Mais ces deux projets font presque rire à côté des autres atouts que possède l’émirat. Palm Jumeira…Une île en forme de palme. Encore une fois on a une description toute simple pour un projet à la complexité inversement proportionnelle.

L’idée peut sembler complètement folle et pourtant : construire une île artificielle et y implanter hôtels et autres villas, le tout relié à la terre par une autoroute. Le travail de fourmi qu’a demandé un tel chantier peut laisser pantois et pourtant le projet est bel bien arrivé à terme, non sans peine cependant. En effet, de nombreux problèmes logistiques ont émaillé la construction. Seul le sable et la roche devait servir à la construction de l’île et comble de l’ironie, le sable du désert était trop fin pour tenir face à l’érosion. Résultat, une flottille de bateaux devaient faire le va et vient en haute mer pour acheminer le sable requis. Les écologistes ont commencé a haussé la voix quand aux répercussions d’une telle construction sur la faune aquatique et contre toute attente Palm Jumeira s’est révélé être plus que bénéfique pour la vie aquatique du golfe. D’autres problèmes sont apparus par la suite, comme le risque d’une stagnation de l’eau entre le récif artificiel construit pour protéger l’île et cette dernière. Ayant néanmoins réussi à surmonter tous ces problèmes, Palm Jumeira «émergea» finalement des eaux en 2007. A la grande consternation de certains, on apprit plus tard que cette île artificielle n’était que les prémices d’un triptyque et que Palm Jebel Ali et Palm Deira, respectivement deux et trois fois plus grande encore que leur aînée, n’allaient pas tarder à faire leur apparition.

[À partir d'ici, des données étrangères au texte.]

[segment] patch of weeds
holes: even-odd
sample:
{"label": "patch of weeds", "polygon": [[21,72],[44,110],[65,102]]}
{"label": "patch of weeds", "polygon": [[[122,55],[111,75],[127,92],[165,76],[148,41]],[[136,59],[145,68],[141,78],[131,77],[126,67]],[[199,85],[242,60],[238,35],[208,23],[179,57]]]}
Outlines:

Ceux qui pensaient que ces îles artificielles allaient sonner le glas de la mégalomanie dubaïote ont dut rire jaune quand ils ont appris la construction du Monde. Rien que ça en effet, le monde, tout simplement ! Reprenant dans les grandes lignes l’idée des Palm Island, le Monde est en effet une série d’îles artificielles formant à elles toutes les différents continents. Ces continents sont eux-mêmes faits de différentes petites îles et au final ce sont 300 petites parcelles de sables qui seront à vendre. Ayant démarré sur les chapeaux de roues en 2003, la construction a du stopper, la faute à la crise financière. A ce jour, aucune date butoir sur la fin du projet n’a circulé.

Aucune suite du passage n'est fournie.